I've had days when I felt like I could just blend into the background. Like I don't even know who I am. I've had days when I thought no one would ever love me. Like no one would ever think I was beautiful, or even mildly attractive for that matter. So what changed? Well, my face certainly didn't, but my attitude did. Helped along by my first boyfriend (but let's not delve too deeply into that), I started to develop an actual persona, and started on the path towards 'me'.
I won't pretend that I'm wonderwoman. Sure, there are things I'd change. I wish my tummy was flatter, I wish my hair was more manageable, and I really wish I was less socially awkward. But I can get past all those things, because there's so much more beauty to life.

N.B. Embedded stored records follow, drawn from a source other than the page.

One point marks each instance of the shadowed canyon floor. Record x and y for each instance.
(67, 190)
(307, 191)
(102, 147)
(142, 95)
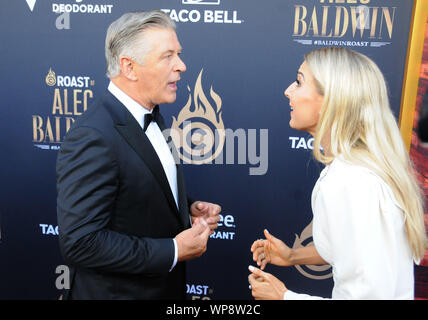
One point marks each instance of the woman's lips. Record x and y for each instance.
(172, 85)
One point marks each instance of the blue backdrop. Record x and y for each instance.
(241, 55)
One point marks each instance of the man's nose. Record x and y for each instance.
(180, 66)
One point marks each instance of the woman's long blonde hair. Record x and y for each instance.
(357, 120)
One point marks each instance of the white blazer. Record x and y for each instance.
(359, 229)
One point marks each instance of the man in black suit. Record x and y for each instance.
(126, 225)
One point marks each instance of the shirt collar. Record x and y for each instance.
(136, 109)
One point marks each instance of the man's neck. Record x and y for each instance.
(130, 89)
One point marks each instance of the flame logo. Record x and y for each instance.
(50, 78)
(320, 271)
(198, 133)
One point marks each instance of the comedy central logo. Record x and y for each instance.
(198, 131)
(315, 272)
(50, 78)
(201, 2)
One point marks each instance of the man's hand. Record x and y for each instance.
(265, 286)
(207, 211)
(192, 243)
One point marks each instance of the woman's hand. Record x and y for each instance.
(271, 250)
(265, 286)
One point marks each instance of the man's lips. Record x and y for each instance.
(173, 85)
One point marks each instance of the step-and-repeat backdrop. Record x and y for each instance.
(239, 150)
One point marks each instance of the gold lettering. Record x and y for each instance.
(76, 102)
(87, 93)
(299, 16)
(48, 131)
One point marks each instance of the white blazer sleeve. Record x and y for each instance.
(358, 237)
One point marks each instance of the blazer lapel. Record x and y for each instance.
(131, 131)
(181, 185)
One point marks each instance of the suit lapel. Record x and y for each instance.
(132, 133)
(181, 186)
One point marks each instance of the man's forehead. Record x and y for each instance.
(162, 39)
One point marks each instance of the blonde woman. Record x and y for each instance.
(368, 216)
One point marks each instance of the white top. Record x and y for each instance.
(154, 134)
(359, 229)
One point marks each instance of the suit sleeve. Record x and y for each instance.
(87, 184)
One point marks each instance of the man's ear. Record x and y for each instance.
(127, 67)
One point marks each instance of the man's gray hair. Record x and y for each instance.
(124, 37)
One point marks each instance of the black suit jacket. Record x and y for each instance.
(116, 212)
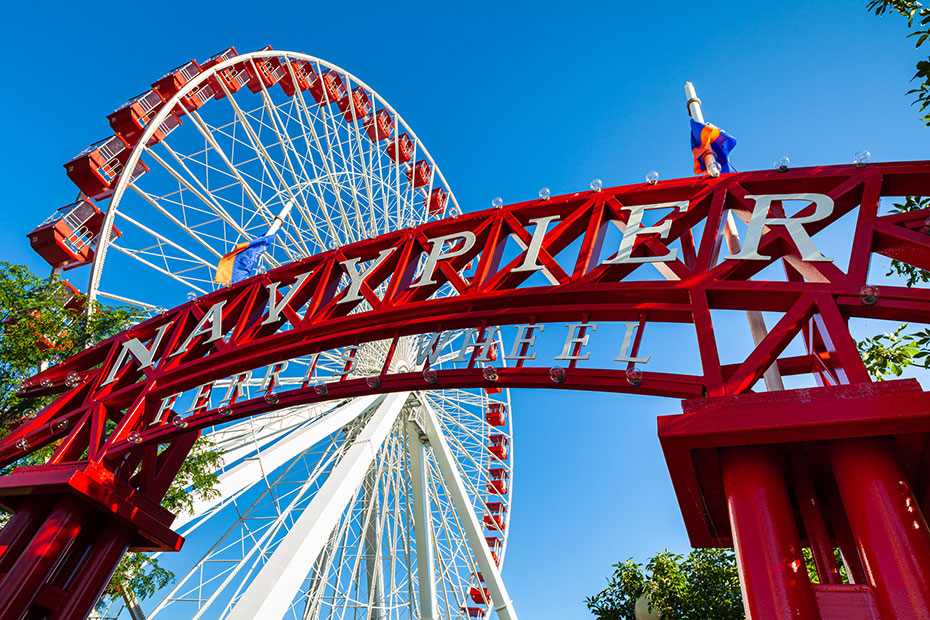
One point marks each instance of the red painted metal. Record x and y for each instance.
(768, 551)
(815, 300)
(888, 524)
(866, 443)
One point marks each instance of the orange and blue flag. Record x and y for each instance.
(240, 263)
(706, 137)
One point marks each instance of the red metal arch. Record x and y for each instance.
(127, 479)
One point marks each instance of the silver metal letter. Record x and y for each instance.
(532, 251)
(145, 357)
(634, 228)
(794, 225)
(525, 336)
(436, 253)
(215, 316)
(625, 347)
(571, 339)
(356, 278)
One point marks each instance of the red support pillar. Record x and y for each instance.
(32, 568)
(768, 550)
(889, 529)
(16, 534)
(94, 574)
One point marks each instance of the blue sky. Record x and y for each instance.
(507, 98)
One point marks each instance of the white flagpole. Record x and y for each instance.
(694, 109)
(279, 218)
(772, 376)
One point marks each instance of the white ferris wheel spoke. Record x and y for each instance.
(399, 544)
(275, 586)
(250, 471)
(422, 523)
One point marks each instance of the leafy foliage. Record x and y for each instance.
(890, 353)
(703, 584)
(914, 275)
(914, 12)
(37, 330)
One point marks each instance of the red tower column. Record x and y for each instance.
(887, 524)
(31, 569)
(768, 550)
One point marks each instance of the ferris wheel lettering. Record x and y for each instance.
(634, 228)
(522, 342)
(759, 220)
(482, 346)
(530, 262)
(357, 278)
(144, 356)
(436, 253)
(575, 340)
(215, 317)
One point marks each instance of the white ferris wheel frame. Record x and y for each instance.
(281, 576)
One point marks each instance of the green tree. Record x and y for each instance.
(914, 12)
(703, 584)
(41, 324)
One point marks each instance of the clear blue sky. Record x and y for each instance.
(507, 99)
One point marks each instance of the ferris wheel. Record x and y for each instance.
(384, 506)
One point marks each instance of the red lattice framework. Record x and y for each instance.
(62, 556)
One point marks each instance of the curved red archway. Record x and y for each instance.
(256, 323)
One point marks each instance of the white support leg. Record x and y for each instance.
(271, 592)
(500, 599)
(250, 471)
(373, 546)
(422, 523)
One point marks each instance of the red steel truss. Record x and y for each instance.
(57, 557)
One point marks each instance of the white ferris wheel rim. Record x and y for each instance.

When I walk down the street now, I feel eyes on me. Maybe I'm wearing an outrageous outfit, or maybe I've got my legs out, or maybe I'm having a good hair day. Whatever it is, people notice me. They notice the confident young woman strutting down the street in whichever heels she threw on that morning, because she loves herself. And not in a bad way. In a way that gets people noticed. Which is pretty important in today's world, right?
Let me end with this. If there's a reason why you can't get to a state of self-confidence, maybe you need to make a change. Or maybe it's time to face up to the fact that no one in this world has the right to judge you, except for you. And if you can love yourself, so can everyone else.